– ¿Qué le pasa a tu mujer? -pregunté.
– Cada vez está peor, tío -me respondió-. Llora y coge rabietas sin parar, no me deja ir a ver a Slim Gaillard, se enfada siempre que llego un poco tarde, y cuando me quedo en casa no quiere hablar conmigo y dice que soy un animal -corrió arriba para calmarla.
– ¡Eres un mentiroso! ¡Eres un mentiroso! -le oí gritar a Camille y aproveché la oportunidad para examinar la maravillosa casa que tenían.
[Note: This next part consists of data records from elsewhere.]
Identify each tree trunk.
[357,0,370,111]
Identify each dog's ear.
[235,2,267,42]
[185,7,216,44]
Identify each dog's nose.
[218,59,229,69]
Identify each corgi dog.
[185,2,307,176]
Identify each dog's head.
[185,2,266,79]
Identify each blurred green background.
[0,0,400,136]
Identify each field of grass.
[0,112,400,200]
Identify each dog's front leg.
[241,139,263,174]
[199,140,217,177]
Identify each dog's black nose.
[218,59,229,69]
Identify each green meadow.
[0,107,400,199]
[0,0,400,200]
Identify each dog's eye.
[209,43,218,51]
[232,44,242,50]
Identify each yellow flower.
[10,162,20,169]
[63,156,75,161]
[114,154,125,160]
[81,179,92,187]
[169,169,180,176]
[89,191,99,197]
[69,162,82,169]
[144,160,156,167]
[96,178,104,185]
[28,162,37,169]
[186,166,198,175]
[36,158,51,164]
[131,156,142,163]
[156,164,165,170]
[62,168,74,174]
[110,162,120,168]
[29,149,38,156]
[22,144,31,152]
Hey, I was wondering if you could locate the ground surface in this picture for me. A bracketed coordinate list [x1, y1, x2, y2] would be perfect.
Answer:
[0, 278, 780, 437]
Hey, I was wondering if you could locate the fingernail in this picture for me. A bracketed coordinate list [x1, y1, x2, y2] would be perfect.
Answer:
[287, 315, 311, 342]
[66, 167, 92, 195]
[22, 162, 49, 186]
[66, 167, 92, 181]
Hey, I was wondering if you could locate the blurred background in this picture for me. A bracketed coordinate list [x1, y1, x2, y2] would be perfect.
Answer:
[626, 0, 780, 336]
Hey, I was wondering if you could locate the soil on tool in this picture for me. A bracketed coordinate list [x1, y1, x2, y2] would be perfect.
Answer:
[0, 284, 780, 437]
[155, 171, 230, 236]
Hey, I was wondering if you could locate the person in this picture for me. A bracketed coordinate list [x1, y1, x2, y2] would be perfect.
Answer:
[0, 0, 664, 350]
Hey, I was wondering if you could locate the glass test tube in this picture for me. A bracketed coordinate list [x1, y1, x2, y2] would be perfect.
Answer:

Era un edificio destartalado de dos pisos, una especie de pabellón de madera situado entre otros edificios de apartamentos, junto en la cima de Russian Hill, con vistas a la bahía; tenía cuatro habitaciones, tres arriba y una especie de sótano con la cocina abajo. La puerta de la cocina daba a un patio cubierto de yerba donde había ropa colgada. Detrás de la cocina había un trastero donde todavía estaban los viejos zapatos de Dean cubiertos por varios centímetros del barro tejano que había quedado pegado a ellos aquella noche en que el Hudson se atascó en el río Brazos. Naturalmente, el Hudson había desaparecido; Dean no había podido seguir pagando los plazos. Ahora no tenía coche. Su segundo hijo estaba en camino. Era horrible oír sollozar así a Camille. No podíamos soportarlo y fuimos a comprar unas cervezas y volvimos con ellas a la cocina. Camille había decidido irse a dormir por fin o al menos a pasar la noche a oscuras. Yo no comprendía lo que iba tan mal, a menos que Dean la hubiera vuelto loca.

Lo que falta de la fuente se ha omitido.